REPO-SYNCED SPEC DOC

Dangerous Operation Classification Specification

This document defines a standard classification system for dangerous operations in MCP-AQL adapters. Danger levels enable automatic lockdown of high-risk actions, consistent confirmation requirements, and trust-based per

Support documentDraft1.0.0-draft2026-04-15

Source: spec/docs/adapter/danger-levels.md

Version: 1.0.0-draft Status: Draft Last Updated: 2026-04-15

Abstract

This document defines a standard classification system for dangerous operations in MCP-AQL adapters.

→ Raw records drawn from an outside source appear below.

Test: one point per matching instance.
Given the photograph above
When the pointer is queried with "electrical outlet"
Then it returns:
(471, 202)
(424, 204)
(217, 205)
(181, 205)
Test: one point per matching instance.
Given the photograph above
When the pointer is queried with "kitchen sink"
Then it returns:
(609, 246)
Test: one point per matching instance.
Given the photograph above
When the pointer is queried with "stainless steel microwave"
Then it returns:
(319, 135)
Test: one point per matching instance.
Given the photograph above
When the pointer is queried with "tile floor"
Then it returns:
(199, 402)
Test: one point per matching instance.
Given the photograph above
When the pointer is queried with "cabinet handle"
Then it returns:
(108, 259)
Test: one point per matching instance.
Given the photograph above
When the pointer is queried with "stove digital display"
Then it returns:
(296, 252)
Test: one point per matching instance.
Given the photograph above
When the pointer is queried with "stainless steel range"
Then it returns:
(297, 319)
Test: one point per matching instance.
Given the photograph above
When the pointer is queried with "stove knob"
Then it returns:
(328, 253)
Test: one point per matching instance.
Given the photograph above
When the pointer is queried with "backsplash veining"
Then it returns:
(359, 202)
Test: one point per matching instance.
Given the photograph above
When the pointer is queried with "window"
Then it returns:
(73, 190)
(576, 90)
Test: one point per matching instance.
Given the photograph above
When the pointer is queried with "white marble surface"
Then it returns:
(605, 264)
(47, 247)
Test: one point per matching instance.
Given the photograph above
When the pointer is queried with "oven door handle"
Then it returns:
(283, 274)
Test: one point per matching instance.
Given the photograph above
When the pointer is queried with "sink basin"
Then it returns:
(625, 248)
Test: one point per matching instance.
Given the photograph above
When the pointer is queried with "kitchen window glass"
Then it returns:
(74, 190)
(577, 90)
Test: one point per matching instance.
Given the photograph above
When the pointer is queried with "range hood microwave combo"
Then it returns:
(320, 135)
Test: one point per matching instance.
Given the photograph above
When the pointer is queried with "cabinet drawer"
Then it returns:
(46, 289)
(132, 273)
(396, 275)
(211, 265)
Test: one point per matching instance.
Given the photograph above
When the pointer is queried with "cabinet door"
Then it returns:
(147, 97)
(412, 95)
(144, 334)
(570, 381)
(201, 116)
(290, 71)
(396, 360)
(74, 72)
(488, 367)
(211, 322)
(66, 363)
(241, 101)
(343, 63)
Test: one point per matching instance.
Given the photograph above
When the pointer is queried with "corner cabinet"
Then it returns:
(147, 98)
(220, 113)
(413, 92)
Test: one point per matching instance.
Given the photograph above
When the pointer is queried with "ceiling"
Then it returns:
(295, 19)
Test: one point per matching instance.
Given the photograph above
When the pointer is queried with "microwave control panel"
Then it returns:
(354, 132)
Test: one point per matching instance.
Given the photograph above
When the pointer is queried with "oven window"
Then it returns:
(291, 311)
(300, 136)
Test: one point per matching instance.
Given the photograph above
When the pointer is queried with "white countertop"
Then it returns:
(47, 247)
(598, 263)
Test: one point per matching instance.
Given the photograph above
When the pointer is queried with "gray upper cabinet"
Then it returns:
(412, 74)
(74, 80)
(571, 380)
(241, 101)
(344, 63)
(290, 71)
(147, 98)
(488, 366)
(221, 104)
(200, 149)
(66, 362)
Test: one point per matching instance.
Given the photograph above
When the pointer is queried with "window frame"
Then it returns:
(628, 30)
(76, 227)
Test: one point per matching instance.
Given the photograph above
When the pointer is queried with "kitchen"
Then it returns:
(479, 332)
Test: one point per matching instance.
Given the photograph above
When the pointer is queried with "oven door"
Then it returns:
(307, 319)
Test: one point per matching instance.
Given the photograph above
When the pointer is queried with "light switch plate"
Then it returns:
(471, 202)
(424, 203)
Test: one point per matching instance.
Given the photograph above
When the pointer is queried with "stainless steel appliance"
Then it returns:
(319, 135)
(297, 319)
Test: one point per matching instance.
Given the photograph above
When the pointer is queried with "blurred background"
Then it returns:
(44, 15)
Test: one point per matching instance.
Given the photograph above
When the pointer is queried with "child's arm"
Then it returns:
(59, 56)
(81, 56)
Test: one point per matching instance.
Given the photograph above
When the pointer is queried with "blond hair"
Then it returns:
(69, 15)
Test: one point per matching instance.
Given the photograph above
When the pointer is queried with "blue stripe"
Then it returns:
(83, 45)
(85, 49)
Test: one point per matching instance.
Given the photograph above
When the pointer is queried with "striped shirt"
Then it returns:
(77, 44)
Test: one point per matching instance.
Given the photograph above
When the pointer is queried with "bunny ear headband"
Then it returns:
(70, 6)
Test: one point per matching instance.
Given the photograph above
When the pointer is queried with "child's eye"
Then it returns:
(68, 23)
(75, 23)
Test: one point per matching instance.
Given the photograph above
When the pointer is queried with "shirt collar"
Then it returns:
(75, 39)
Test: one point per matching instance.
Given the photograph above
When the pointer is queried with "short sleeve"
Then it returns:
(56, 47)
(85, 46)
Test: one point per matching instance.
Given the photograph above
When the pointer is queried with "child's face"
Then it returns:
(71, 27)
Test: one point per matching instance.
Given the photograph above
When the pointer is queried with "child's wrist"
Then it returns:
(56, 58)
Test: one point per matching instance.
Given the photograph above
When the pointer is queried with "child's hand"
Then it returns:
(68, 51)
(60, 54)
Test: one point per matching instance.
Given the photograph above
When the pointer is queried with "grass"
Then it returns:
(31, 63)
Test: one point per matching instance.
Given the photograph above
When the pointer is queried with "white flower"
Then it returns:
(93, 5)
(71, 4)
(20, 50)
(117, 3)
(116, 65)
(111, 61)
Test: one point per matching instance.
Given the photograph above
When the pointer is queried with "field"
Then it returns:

Danger levels enable automatic lockdown of high-risk actions, consistent confirmation requirements, and trust-based permission gating.


1. Overview

1.1 Purpose

MCP-AQL adapters expose operations that can have significant consequences:

  • Data modification - Creating, updating, or deleting resources
  • Irreversible actions - Operations that cannot be undone
  • Bulk operations - Actions affecting multiple resources
  • System-level changes - Configuration or access modifications

Danger levels provide a standardized framework for:

  • Risk classification - Categorize operations by potential harm
  • Confirmation requirements - Require acknowledgment for risky actions
  • Trust-based gating - Restrict operations based on adapter trust level
  • Consistent UX - Uniform handling across different adapters

1.2 Design Principles

  1. Safe by default - Operations without classification treated as potentially dangerous
  2. Explicit classification - Adapter authors declare danger levels
  3. Progressive escalation - Higher danger requires stronger safeguards
  4. Auditable decisions - All dangerous operation attempts logged

1.3 Inspiration

This specification is inspired by:

  • Claude Code's dangerous git operation handling (force push, hard reset)
  • Database permission systems (SELECT vs DELETE vs DROP)
  • Unix file permissions (read, write, execute escalation)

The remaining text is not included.